Director Eli Roth’s newest film is an example of a genre that is a decade past its prime. Like its fellow children’s adventure novel adaptations The Chronicles of Narnia, The Golden Compass, and Bridge to Terabithia, The House with a Clock in Its Walls is a film that will easily win over children, but requires patience from adults who have seen films like this several times over: the children’s adaptation that worked so beautifully on the page, but falls a bit flat on screen.
Recently-orphaned Lewis Barnavelt (Owen Vaccaro) goes to live with his warlock uncle Jonathan (Jack Black) in the eponymous house, which once belonged to an evil warlock (Kyle MacLachlan) who concealed a clock within the walls that is counting down to the end of the world. Lewis, Jonathan, and witch neighbor Florence Zimmerman (Cate Blanchett) must find the clock and stop it before the universe unravels.
Lewis is the weird kid at his new school, comfortable with his ever-present goggles and dictionaries, yet also desperate to be liked…when the script remembers this character trait. Vaccaro is earnest, but the screenplay’s eventual pitfalls lead to Vaccaro’s as well. On the other hand, Jack Black and Cate Blanchett are the best part of the film. Jack Black plays a stereotypical fun-loving uncle, similar to his role in Nacho Libre, and imbues Jonathan with genuine caring that makes his relationship with his nephew convincing. His status as an outcast—in 1955 Michigan, he wears an embroidered kimono to the train station—creates a heartwarming theme of found family that carries through for all the characters, though it eventually feels a bit forced. For once, Cate Blanchett wasn’t immediately recognizable as herself in this role. She plays Florence as stern yet friendly, searching for meaning in her life after an unknown tragedy blocked her magic. Blanchett has a poignant role that, in a different film, would have been further explored. Florence’s open acknowledgment that she and Jonathan are solely platonic friends and not “kissy-faced” is a refreshing statement to hear from adults in a children’s film. Men and women can be friends without that pesky sexual tension getting in the way. The film doesn’t linger on this point, but wisely chooses to let it stand as is. Jonathan and Florence’s friendly banter is charming, and serves as light comedy in otherwise tense scenes.
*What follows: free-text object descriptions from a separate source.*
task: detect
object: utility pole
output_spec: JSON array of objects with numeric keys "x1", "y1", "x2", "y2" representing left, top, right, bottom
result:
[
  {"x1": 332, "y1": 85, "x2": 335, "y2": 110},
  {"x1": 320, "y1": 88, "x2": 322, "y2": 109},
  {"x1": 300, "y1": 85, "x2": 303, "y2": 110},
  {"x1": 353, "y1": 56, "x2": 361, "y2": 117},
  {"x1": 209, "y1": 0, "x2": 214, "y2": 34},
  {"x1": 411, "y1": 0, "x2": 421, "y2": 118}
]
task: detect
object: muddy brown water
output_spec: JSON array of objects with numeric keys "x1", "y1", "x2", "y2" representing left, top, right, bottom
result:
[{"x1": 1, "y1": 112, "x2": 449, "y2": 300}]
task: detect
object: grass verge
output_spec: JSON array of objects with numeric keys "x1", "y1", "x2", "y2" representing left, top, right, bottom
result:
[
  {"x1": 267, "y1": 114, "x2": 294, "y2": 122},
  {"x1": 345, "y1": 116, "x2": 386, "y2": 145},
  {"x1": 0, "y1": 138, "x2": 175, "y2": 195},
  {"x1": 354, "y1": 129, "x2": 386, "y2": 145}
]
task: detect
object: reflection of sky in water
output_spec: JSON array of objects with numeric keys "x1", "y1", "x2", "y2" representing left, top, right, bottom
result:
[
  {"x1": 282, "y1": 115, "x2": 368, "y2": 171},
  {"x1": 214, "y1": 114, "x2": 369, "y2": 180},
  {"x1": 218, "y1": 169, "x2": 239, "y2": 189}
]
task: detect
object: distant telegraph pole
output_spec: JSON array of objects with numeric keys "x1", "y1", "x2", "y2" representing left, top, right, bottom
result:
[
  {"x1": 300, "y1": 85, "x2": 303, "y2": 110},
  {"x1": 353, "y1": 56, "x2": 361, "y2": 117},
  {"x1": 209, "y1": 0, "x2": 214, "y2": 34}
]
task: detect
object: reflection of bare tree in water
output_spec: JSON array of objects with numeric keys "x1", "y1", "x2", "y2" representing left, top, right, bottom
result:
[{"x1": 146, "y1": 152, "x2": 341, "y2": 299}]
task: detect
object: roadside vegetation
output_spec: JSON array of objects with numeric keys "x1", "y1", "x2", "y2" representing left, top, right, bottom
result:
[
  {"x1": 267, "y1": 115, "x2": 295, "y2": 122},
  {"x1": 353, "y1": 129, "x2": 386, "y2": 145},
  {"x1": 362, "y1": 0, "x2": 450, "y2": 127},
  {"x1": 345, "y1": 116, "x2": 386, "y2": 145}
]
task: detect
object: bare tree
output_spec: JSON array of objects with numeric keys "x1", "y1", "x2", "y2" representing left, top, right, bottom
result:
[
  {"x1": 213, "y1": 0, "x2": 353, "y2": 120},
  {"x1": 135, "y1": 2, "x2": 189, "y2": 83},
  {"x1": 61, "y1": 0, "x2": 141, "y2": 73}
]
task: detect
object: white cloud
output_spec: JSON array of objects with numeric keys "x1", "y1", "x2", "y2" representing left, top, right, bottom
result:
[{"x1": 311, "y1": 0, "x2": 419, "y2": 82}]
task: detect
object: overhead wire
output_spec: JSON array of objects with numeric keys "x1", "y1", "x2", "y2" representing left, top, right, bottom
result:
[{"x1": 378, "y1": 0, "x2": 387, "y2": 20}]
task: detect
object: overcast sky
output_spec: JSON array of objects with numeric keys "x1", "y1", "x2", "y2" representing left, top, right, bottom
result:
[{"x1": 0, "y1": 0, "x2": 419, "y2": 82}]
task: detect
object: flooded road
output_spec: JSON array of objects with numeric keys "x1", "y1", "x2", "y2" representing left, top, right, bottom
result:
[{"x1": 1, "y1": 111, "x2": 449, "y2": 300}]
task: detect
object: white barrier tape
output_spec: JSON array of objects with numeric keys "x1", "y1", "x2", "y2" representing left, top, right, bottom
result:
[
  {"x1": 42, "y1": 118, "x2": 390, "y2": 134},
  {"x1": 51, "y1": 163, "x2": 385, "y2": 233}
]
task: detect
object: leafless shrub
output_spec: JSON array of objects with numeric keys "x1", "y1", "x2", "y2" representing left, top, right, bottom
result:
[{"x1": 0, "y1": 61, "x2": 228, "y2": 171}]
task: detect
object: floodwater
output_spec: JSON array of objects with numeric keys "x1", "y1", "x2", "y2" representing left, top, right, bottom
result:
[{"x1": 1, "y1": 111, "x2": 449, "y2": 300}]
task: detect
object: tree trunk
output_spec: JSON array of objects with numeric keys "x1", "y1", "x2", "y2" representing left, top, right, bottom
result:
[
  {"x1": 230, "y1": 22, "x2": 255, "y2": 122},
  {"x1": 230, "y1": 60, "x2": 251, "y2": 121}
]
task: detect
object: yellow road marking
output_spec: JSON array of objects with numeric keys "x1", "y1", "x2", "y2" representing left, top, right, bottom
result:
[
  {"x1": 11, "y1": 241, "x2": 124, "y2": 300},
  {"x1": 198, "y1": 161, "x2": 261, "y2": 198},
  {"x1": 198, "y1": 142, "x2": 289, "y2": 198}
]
Roth, mostly known for gore and horror ventures such as 2005’s Hostel, fairly successfully tries his hand at a family-friendly film. The House…, based on the 1973 novel by John Bellairs, manages to entertain, despite also falling victim to the curse of movie mediocrity. The film veers between sentiment and action, with little in between. Oh, wait, actually, there’s plenty of room in there for poop jokes. Those never get old, especially since the film is aiming for cheaply-won laughter. The sentimental side of the film does occasionally feel cheesy. For example, there’s a scene where Jonathan is revived after passing out that mimics sitcom humor. The action scenes are loud, garish, and long. Eventually, you start wishing the CGI pumpkins would win the day, if only so the movie would progress.
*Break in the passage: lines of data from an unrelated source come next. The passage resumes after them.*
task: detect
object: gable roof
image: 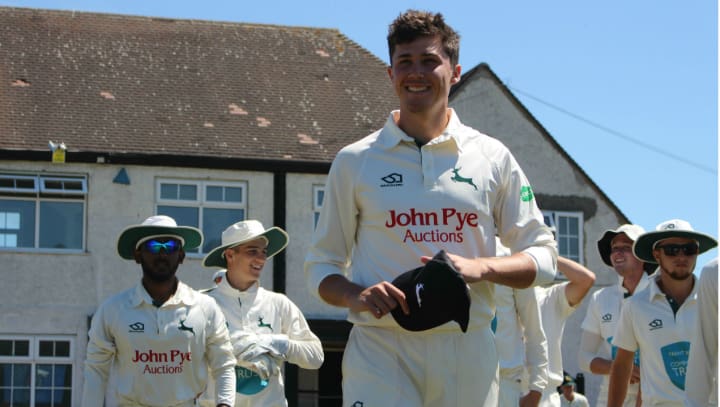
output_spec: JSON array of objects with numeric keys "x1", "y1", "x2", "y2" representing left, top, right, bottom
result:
[
  {"x1": 0, "y1": 7, "x2": 396, "y2": 168},
  {"x1": 450, "y1": 63, "x2": 629, "y2": 223}
]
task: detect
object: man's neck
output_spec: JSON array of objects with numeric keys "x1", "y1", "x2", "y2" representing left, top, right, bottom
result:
[
  {"x1": 395, "y1": 108, "x2": 451, "y2": 144},
  {"x1": 142, "y1": 277, "x2": 179, "y2": 304},
  {"x1": 621, "y1": 269, "x2": 644, "y2": 294},
  {"x1": 657, "y1": 272, "x2": 694, "y2": 305}
]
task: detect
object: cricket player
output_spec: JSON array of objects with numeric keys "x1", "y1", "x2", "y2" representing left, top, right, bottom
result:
[
  {"x1": 304, "y1": 9, "x2": 557, "y2": 406},
  {"x1": 82, "y1": 215, "x2": 236, "y2": 407}
]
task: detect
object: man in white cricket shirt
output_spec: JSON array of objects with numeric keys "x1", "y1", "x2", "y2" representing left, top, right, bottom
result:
[{"x1": 608, "y1": 219, "x2": 717, "y2": 406}]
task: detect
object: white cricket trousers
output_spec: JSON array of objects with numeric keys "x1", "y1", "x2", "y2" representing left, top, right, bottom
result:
[{"x1": 341, "y1": 325, "x2": 499, "y2": 407}]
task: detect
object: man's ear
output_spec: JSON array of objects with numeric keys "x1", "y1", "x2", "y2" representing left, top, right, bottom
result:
[
  {"x1": 133, "y1": 249, "x2": 142, "y2": 264},
  {"x1": 652, "y1": 249, "x2": 661, "y2": 264},
  {"x1": 178, "y1": 250, "x2": 185, "y2": 264},
  {"x1": 450, "y1": 64, "x2": 462, "y2": 84}
]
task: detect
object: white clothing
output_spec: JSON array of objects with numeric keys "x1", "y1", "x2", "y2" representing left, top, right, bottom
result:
[
  {"x1": 684, "y1": 258, "x2": 718, "y2": 407},
  {"x1": 578, "y1": 273, "x2": 650, "y2": 406},
  {"x1": 82, "y1": 280, "x2": 236, "y2": 407},
  {"x1": 613, "y1": 274, "x2": 698, "y2": 406},
  {"x1": 536, "y1": 282, "x2": 576, "y2": 407},
  {"x1": 342, "y1": 324, "x2": 499, "y2": 407},
  {"x1": 304, "y1": 109, "x2": 557, "y2": 406},
  {"x1": 201, "y1": 271, "x2": 324, "y2": 407},
  {"x1": 560, "y1": 391, "x2": 590, "y2": 407},
  {"x1": 494, "y1": 284, "x2": 549, "y2": 401}
]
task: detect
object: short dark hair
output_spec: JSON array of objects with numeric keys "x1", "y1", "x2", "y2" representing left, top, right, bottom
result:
[{"x1": 387, "y1": 9, "x2": 460, "y2": 66}]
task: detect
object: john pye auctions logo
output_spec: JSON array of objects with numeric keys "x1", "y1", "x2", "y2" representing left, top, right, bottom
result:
[
  {"x1": 133, "y1": 349, "x2": 192, "y2": 375},
  {"x1": 385, "y1": 208, "x2": 478, "y2": 243}
]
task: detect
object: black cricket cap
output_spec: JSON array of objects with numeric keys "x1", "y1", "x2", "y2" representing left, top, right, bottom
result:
[{"x1": 390, "y1": 250, "x2": 471, "y2": 333}]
MacLachlan does the best he can with villainous Isaac Izzard, whose character and evil plan are conventional for children’s adventure adaptations. His acting is sufficiently creepy for the role, and it’s a shame he isn’t in the film more. Also, hearty applause to the makeup department for Izzard’s undead appearance: he’s overly pale, with cracking skin, and the blood vessels in his eyes have ruptured.
As the film progresses, the horror elements come into play, and unfortunately the acting suffers under the farcical demands of the screenplay. Roth limits these elements to minor jump scares, creepy puppets and robots, and fights with exploding pumpkins, which fits the kid-friendly audience. However, the characters treat this all so seriously that it starts to be funny, even edging on the ridiculous. Lewis repeatedly screams for Jonathan during a battle with attacking books, and there’s a disconnect between the terror he’s feeling and what is actually happening. The horror doesn’t feel real.
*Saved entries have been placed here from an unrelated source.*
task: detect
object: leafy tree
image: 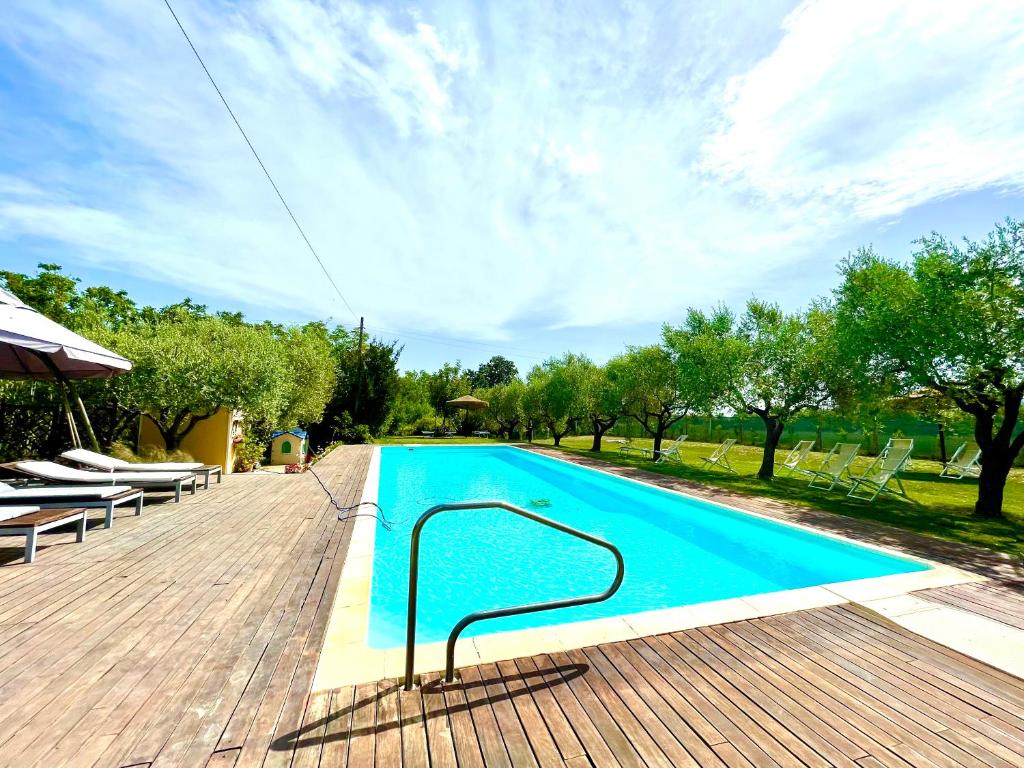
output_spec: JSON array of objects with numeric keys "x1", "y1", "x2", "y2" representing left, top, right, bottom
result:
[
  {"x1": 522, "y1": 374, "x2": 545, "y2": 442},
  {"x1": 111, "y1": 316, "x2": 289, "y2": 450},
  {"x1": 483, "y1": 380, "x2": 526, "y2": 439},
  {"x1": 834, "y1": 220, "x2": 1024, "y2": 517},
  {"x1": 1, "y1": 263, "x2": 83, "y2": 329},
  {"x1": 389, "y1": 371, "x2": 435, "y2": 434},
  {"x1": 276, "y1": 323, "x2": 336, "y2": 428},
  {"x1": 468, "y1": 355, "x2": 519, "y2": 388},
  {"x1": 609, "y1": 345, "x2": 693, "y2": 459},
  {"x1": 427, "y1": 362, "x2": 470, "y2": 425},
  {"x1": 888, "y1": 389, "x2": 960, "y2": 464},
  {"x1": 526, "y1": 354, "x2": 590, "y2": 446},
  {"x1": 309, "y1": 328, "x2": 402, "y2": 446},
  {"x1": 665, "y1": 301, "x2": 838, "y2": 478},
  {"x1": 583, "y1": 363, "x2": 623, "y2": 452}
]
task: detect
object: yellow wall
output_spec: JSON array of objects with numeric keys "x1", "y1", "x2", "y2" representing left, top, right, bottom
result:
[
  {"x1": 270, "y1": 433, "x2": 307, "y2": 465},
  {"x1": 138, "y1": 408, "x2": 241, "y2": 473}
]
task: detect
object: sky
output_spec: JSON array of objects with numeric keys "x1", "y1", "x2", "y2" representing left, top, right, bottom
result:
[{"x1": 1, "y1": 0, "x2": 1023, "y2": 373}]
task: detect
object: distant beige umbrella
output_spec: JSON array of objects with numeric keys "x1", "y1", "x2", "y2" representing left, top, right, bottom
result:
[
  {"x1": 445, "y1": 395, "x2": 489, "y2": 411},
  {"x1": 444, "y1": 395, "x2": 489, "y2": 435}
]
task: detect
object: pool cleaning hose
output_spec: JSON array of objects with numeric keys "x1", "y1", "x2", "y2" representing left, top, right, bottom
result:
[{"x1": 307, "y1": 464, "x2": 396, "y2": 531}]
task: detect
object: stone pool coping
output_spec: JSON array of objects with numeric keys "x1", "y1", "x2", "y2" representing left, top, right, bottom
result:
[{"x1": 312, "y1": 445, "x2": 986, "y2": 690}]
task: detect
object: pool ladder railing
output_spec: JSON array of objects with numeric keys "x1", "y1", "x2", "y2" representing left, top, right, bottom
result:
[{"x1": 403, "y1": 500, "x2": 625, "y2": 691}]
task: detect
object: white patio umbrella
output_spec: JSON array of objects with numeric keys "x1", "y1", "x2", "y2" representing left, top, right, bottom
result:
[{"x1": 0, "y1": 287, "x2": 132, "y2": 449}]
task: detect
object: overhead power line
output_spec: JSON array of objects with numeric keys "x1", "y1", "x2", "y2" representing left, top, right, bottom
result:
[{"x1": 161, "y1": 0, "x2": 359, "y2": 322}]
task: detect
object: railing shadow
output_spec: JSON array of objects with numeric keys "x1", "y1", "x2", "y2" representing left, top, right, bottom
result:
[{"x1": 271, "y1": 661, "x2": 588, "y2": 752}]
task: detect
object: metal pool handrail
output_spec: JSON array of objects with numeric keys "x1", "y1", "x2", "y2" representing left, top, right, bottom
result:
[{"x1": 404, "y1": 500, "x2": 625, "y2": 691}]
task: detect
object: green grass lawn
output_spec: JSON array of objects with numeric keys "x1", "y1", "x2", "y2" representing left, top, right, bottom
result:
[{"x1": 375, "y1": 434, "x2": 1024, "y2": 557}]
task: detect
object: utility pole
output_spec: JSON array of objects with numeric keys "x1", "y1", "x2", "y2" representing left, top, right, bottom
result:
[{"x1": 353, "y1": 317, "x2": 365, "y2": 420}]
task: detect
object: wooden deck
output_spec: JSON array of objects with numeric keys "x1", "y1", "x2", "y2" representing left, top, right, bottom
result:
[
  {"x1": 919, "y1": 580, "x2": 1024, "y2": 631},
  {"x1": 0, "y1": 445, "x2": 371, "y2": 768},
  {"x1": 301, "y1": 603, "x2": 1024, "y2": 768},
  {"x1": 0, "y1": 444, "x2": 1022, "y2": 767}
]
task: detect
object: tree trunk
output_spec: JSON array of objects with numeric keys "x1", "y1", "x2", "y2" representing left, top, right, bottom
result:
[
  {"x1": 590, "y1": 416, "x2": 617, "y2": 452},
  {"x1": 652, "y1": 424, "x2": 665, "y2": 460},
  {"x1": 975, "y1": 454, "x2": 1011, "y2": 518},
  {"x1": 553, "y1": 433, "x2": 562, "y2": 446},
  {"x1": 758, "y1": 416, "x2": 785, "y2": 480},
  {"x1": 937, "y1": 422, "x2": 947, "y2": 464}
]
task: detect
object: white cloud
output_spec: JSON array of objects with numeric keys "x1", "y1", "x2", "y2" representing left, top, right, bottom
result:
[
  {"x1": 1, "y1": 0, "x2": 1023, "y2": 344},
  {"x1": 700, "y1": 0, "x2": 1024, "y2": 217}
]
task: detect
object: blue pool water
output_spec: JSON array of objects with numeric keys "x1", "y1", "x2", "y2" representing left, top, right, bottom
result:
[{"x1": 368, "y1": 446, "x2": 927, "y2": 648}]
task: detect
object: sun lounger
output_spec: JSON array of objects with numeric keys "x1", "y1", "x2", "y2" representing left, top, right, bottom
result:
[
  {"x1": 0, "y1": 481, "x2": 143, "y2": 528},
  {"x1": 12, "y1": 461, "x2": 196, "y2": 503},
  {"x1": 618, "y1": 439, "x2": 651, "y2": 459},
  {"x1": 807, "y1": 443, "x2": 860, "y2": 490},
  {"x1": 655, "y1": 435, "x2": 689, "y2": 464},
  {"x1": 700, "y1": 439, "x2": 738, "y2": 473},
  {"x1": 939, "y1": 442, "x2": 982, "y2": 479},
  {"x1": 62, "y1": 448, "x2": 222, "y2": 489},
  {"x1": 0, "y1": 506, "x2": 86, "y2": 563},
  {"x1": 777, "y1": 440, "x2": 815, "y2": 476},
  {"x1": 847, "y1": 444, "x2": 914, "y2": 502}
]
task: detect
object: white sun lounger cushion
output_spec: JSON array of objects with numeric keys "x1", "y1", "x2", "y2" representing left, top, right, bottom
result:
[
  {"x1": 16, "y1": 461, "x2": 192, "y2": 484},
  {"x1": 62, "y1": 448, "x2": 203, "y2": 472},
  {"x1": 0, "y1": 483, "x2": 132, "y2": 500}
]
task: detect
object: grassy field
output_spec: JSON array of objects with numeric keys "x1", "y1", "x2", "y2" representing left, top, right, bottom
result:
[{"x1": 376, "y1": 434, "x2": 1024, "y2": 557}]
The screenplay and cinematography, however, draw you in immediately, especially the opening narration from Jonathan, in which he takes charge of Lewis via letter, kickstarting the plot in the process as he sends his nephew a bus ticket and two silver dollars. The camera pans over the items, placing the chocolate chip cookies in the corner of the frame just as Jonathan apologizes for the chocolate smear on the letter. It’s a funny moment in a sad opening. The film continues in this vein, as the central mystery of finding the clock balances out with humorous, mundane moments as Lewis learns how to be a warlock from Jonathan and tries to make friends at school.
The House with a Clock in its Walls, though a bit late in terms of its genre’s popularity, works well enough with what is is given. Owen Vaccaro shows promise, though Jack Black and Cate Blanchett are the ones truly holding doomsday back.